Chato a déménagé trois fois au cours des dernières années à cause de la hausse des loyers. « Je vis loin, je vis à Laval. Donc, c’est comme s’ils déplacent les personnes de leur chez-soi, nous sommes des déplacés. C’est pour ça que du monde dans Milton Parc, sur le Plateau-Mont-Royal, ou au centre-ville sont dans la rue – c’est parce qu’on n’a aucune autre option », dit Chato, déçu.

Un espace pour créer

Le lendemain, au coin de Rachel et de Papineau, nous retrouvons Chato à l’atelier d’art Tlachiuak. Un endroit dont il assure la coordination afin d’offrir un refuge et la guérison à la communauté des sans-abri. Avec l’aide de Comm-Un, l’atelier d’art a ouvert ses portes à la mi-janvier dans une salle du sous-sol de l’église de la paroisse de l’Immaculée-Conception. « ”Tlachiuak” veut dire solidarité en langue náhuat. Nous sommes comme en union, l’oscillation des personnes et du cercle de la vie », explique Chato en anglais.
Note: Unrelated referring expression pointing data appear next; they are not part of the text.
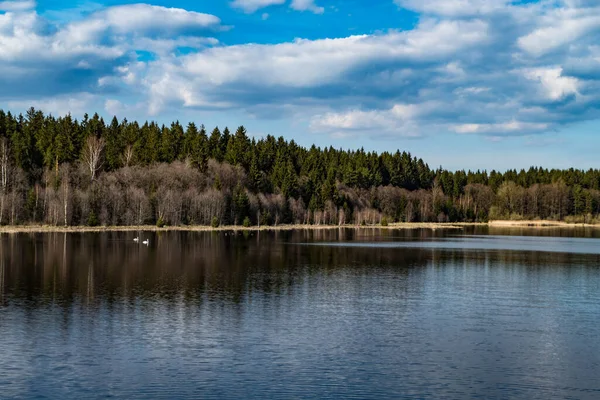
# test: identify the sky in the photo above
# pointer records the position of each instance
(473, 84)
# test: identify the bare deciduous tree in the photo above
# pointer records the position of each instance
(4, 163)
(93, 150)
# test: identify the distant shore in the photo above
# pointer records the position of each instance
(204, 228)
(539, 224)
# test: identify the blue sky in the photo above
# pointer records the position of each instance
(477, 84)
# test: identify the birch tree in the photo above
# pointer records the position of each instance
(93, 150)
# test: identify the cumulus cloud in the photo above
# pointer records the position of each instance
(469, 67)
(251, 6)
(454, 8)
(307, 5)
(38, 57)
(17, 5)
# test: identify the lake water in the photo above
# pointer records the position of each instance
(366, 314)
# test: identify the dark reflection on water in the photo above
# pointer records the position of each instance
(207, 315)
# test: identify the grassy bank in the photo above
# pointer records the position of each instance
(198, 228)
(539, 224)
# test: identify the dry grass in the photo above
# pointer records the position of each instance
(151, 228)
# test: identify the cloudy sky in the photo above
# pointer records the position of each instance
(461, 83)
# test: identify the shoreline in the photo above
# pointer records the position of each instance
(204, 228)
(539, 224)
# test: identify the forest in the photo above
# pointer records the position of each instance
(64, 172)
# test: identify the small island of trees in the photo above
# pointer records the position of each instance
(65, 172)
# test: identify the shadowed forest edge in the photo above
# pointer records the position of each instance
(65, 172)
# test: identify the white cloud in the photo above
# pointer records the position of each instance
(306, 63)
(76, 104)
(510, 127)
(250, 6)
(560, 27)
(454, 8)
(553, 84)
(487, 67)
(16, 5)
(401, 119)
(307, 5)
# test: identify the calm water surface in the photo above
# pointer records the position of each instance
(330, 314)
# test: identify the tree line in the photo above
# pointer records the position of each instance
(62, 171)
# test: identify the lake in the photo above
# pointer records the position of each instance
(366, 313)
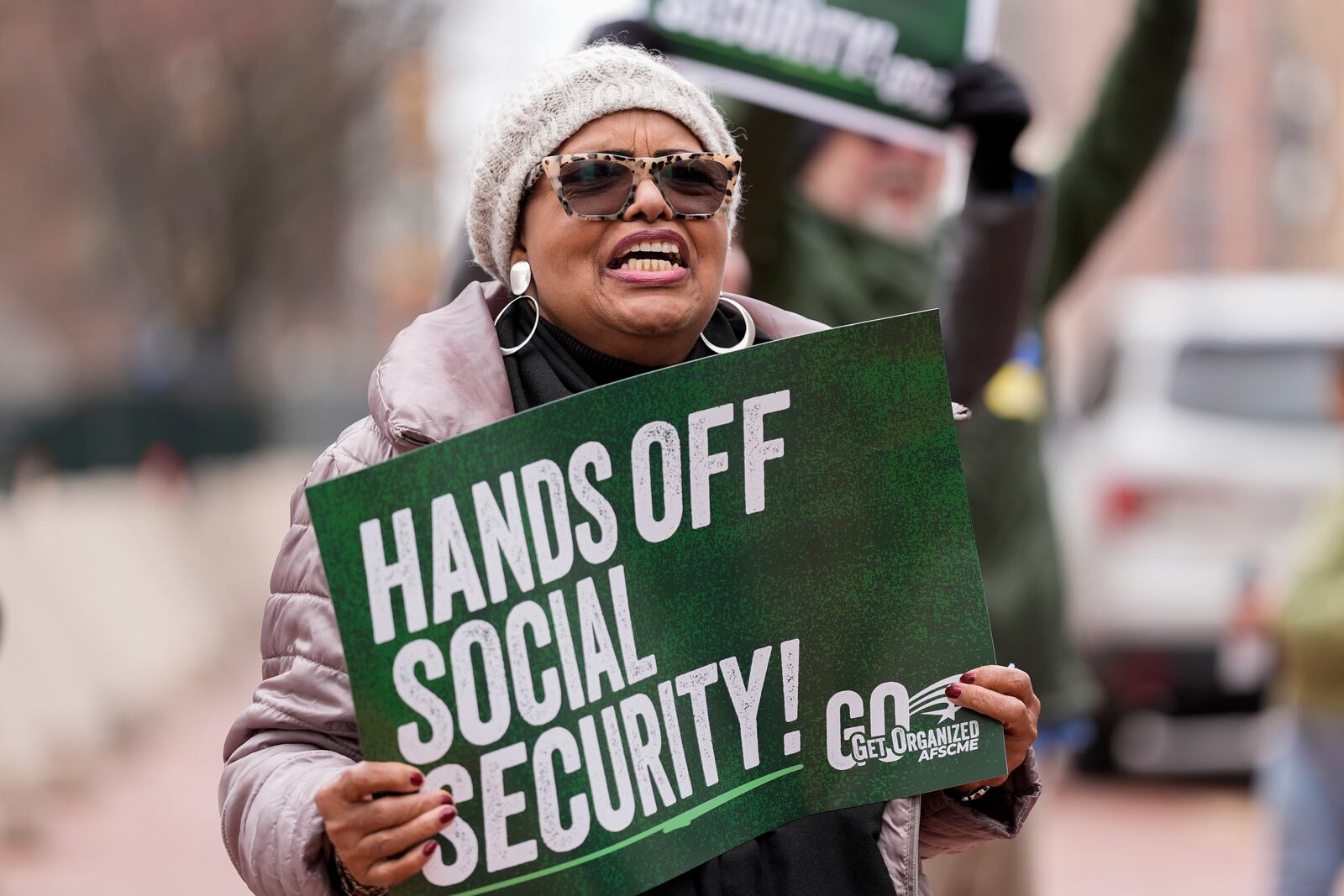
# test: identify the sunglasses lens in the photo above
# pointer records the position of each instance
(696, 186)
(595, 186)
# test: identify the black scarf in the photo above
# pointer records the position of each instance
(835, 852)
(554, 364)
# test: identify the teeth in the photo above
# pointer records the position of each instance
(648, 264)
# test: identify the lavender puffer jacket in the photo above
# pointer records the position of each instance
(441, 378)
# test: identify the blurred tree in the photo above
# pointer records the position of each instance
(194, 167)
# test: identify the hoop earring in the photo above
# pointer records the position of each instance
(519, 278)
(748, 338)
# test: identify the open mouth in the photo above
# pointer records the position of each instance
(649, 255)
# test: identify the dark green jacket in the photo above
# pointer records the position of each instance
(837, 275)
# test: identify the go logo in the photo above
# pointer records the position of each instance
(858, 731)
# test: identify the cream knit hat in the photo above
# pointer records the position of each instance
(553, 103)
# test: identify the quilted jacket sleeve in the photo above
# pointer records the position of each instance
(949, 826)
(300, 728)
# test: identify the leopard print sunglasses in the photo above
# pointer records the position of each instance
(601, 186)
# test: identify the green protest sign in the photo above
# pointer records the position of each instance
(884, 66)
(638, 626)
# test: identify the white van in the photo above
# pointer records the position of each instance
(1215, 422)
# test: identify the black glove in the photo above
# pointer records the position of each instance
(994, 107)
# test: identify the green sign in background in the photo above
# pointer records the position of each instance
(864, 553)
(808, 46)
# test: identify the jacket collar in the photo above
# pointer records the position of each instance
(444, 375)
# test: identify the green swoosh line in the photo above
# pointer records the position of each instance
(676, 822)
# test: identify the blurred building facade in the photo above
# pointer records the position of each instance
(213, 217)
(1253, 177)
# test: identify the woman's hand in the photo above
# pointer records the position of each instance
(387, 839)
(1003, 694)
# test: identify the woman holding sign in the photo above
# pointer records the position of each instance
(602, 202)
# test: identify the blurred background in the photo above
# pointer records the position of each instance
(215, 215)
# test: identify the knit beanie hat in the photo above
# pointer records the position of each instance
(548, 107)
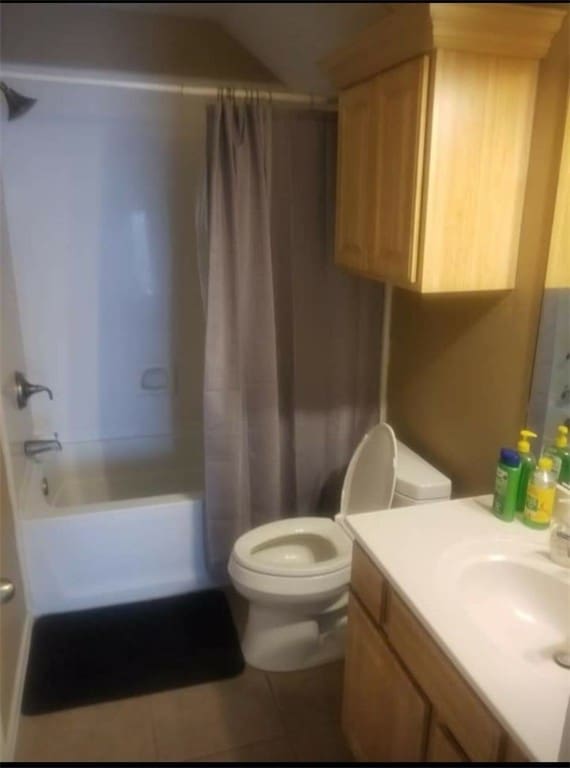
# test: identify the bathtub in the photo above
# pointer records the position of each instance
(99, 533)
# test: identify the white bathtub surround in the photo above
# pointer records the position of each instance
(106, 278)
(103, 538)
(493, 600)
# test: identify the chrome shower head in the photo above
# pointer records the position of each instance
(17, 104)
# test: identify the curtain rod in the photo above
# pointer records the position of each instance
(180, 88)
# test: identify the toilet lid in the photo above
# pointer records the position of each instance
(296, 546)
(371, 475)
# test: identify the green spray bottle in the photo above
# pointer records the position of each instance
(559, 452)
(506, 485)
(528, 465)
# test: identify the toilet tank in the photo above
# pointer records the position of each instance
(417, 482)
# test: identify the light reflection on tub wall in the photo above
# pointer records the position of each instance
(100, 188)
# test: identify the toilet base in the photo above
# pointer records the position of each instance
(284, 640)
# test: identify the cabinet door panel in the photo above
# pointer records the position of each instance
(384, 716)
(355, 185)
(442, 748)
(402, 104)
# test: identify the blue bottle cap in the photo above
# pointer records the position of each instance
(510, 457)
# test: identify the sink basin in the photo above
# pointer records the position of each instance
(520, 609)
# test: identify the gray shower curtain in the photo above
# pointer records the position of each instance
(292, 343)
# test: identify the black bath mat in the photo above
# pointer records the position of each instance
(102, 654)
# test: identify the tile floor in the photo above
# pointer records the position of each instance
(256, 717)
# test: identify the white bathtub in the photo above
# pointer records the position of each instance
(104, 536)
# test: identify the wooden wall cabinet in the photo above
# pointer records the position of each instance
(433, 149)
(403, 699)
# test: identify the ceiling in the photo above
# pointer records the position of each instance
(289, 38)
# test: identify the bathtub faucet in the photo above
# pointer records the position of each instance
(33, 448)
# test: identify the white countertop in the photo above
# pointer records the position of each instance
(425, 552)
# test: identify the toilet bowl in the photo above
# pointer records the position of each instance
(295, 572)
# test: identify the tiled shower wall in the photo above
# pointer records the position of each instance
(100, 191)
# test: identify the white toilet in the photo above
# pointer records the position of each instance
(295, 572)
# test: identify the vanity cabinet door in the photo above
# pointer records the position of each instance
(384, 716)
(442, 747)
(357, 146)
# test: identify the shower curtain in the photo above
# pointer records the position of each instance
(292, 343)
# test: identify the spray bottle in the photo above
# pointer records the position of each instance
(528, 464)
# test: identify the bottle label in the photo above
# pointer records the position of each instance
(501, 483)
(539, 504)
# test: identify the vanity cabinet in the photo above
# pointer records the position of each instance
(403, 698)
(433, 147)
(383, 711)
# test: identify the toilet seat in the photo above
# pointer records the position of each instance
(294, 547)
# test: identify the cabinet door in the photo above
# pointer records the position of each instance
(355, 185)
(384, 716)
(402, 105)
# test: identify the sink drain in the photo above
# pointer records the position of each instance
(562, 658)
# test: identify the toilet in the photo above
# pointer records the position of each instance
(295, 572)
En nous guidant à travers l’espace, il nous montre une table remplie de bijoux mayas fabriqués à la main, une station de sculpture munie de tables basses et d’outils, des percussions, une machine à coudre, des pinceaux, de la peinture et d’autres matériaux d’art. « La création fait partie de l’humain. [Elle permet] de se concentrer, d’oublier des choses, de mauvaises choses et des choses traumatisantes, tu sais, l’alcool, ou même le travail. Si tu travailles trop au bureau, tu peux faire de l’art et tu peux t’exprimer », nous explique Chato d’une voix douce, mais passionnée. 

Deux artistes inuit de Milton Parc, Sim et Nathan, sculptent la pierre à savon avec Andres Hasbun, l’ami de Chato et co-organisateur de l’atelier. 
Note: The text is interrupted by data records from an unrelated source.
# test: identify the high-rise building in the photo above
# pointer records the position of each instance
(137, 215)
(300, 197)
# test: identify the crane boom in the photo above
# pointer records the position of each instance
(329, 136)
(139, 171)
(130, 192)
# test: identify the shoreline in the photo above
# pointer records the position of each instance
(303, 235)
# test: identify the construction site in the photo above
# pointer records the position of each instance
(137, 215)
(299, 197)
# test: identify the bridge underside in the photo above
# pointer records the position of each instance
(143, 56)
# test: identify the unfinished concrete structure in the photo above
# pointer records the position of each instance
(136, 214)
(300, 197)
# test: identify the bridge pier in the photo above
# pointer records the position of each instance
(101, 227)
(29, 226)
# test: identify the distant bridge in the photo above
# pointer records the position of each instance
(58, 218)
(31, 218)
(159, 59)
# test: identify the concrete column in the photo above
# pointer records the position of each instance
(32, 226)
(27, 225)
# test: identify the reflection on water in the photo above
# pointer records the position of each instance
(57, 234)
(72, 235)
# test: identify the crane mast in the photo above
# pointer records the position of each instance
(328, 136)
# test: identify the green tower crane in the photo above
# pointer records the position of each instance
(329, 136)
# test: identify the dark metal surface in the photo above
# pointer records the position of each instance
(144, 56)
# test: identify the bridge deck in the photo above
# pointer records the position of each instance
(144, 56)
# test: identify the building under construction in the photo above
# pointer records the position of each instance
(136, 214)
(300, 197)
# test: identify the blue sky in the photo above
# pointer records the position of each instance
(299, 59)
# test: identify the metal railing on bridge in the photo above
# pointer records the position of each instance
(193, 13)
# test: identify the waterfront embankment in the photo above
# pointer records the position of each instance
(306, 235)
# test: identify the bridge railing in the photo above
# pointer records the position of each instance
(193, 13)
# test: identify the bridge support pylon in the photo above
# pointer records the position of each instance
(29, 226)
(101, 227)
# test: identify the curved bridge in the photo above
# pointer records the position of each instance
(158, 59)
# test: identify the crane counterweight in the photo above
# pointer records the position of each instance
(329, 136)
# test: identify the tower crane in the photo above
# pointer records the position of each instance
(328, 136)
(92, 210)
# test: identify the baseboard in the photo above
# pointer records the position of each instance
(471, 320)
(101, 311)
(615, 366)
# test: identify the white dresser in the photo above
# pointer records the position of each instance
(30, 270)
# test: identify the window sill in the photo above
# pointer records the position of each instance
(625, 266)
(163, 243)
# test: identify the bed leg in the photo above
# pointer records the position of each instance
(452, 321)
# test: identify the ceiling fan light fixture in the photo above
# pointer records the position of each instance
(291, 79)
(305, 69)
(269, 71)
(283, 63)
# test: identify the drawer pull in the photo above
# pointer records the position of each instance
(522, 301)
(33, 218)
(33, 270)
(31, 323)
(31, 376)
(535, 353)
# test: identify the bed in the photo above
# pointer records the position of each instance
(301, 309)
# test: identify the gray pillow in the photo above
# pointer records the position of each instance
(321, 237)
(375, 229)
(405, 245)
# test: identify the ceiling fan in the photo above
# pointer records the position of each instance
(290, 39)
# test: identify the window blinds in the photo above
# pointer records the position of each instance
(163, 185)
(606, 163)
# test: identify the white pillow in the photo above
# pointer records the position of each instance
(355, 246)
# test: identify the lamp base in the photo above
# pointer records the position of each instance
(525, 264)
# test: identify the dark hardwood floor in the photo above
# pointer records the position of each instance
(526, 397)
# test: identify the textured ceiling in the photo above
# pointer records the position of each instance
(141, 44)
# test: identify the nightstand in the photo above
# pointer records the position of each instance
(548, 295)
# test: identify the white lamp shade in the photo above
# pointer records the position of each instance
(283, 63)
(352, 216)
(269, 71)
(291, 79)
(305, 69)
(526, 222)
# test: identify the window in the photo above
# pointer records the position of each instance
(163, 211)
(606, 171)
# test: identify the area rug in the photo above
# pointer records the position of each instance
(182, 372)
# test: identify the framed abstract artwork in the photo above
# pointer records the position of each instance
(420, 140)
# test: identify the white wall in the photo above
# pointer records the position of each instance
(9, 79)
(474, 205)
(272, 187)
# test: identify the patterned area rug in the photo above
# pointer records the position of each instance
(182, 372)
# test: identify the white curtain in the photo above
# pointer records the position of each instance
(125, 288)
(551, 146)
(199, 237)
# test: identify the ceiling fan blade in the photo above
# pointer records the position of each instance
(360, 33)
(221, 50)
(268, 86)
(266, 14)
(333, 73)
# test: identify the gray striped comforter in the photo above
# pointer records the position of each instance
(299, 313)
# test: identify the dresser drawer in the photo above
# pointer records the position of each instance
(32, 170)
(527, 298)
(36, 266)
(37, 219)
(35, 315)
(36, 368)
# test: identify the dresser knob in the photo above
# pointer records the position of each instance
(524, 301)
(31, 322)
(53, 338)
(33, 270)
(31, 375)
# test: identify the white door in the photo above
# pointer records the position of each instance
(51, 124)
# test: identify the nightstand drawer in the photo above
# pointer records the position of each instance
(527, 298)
Andres a commencé à travailler avec Comm-Un tout récemment. Il a déménagé à Montréal dans les années 2010 et a maintenant une famille et un domicile à Ahuntsic. Avant, au Salvador, Andres était itinérant. « Je suis aussi reconnaissant de mon passé difficile, de mon vécu. J’étais dans la rue aussi. Ça fait maintenant 10 ans que je vais bien, donc je veux aider les autres », dit-il. 

Les efforts de Chato et d’Andres sont appréciés par les personnes de la communauté itinérante de Milton Parc. « Des gens me disent qu’ils se sentent mieux et qu’ils sont contents dans l’espace. [...] Ils disent que ça fait du bien, que c’est un espace bienveillant », dit Chato avec un sourire.

Nathan, un des sculpteurs inuit, polit un petit inukshuk en pierre à savon. C’est sa première visite à l’atelier. Sans interrompre son travail, il me dit que l’atelier est « très beau ». « Je peux sculpter à l’intérieur, parce qu’il fait froid dehors. J’aime bien l’espace, parce que je peux travailler », ajoute-t-il 

En occupant une salle dans une église, Chato estime que la communauté autochtone reprend sa place. « C’est pour ça que j’essaie de créer cet espace. C’est pour revenir à la culture, parce que nous n’avons jamais disparu. Nous sommes toujours ici, nous fabriquons des choses, dans l’église, ce sont de belles choses à faire », nous confie-t-il. Pour lui, occuper une salle dans une église est une manière pour les communautés autochtones de récupérer un espace dans l’institution qui les a dépossédés. « Nous ne l’oublions jamais, nous n’avons jamais disparu. »

Le cœur d’une communauté

Par le biais du travail de rue, des événements communautaires et de l’art, Chris Brown, Jonathan Lebire et Chato René Rivas Melara tentent d’améliorer la vie des itinérants de Milton Parc. Certains quittent la rue et arrivent à reconstruire leur vie, mais ce coin de rue, anodin pour certains, demeure le cœur de leur communauté.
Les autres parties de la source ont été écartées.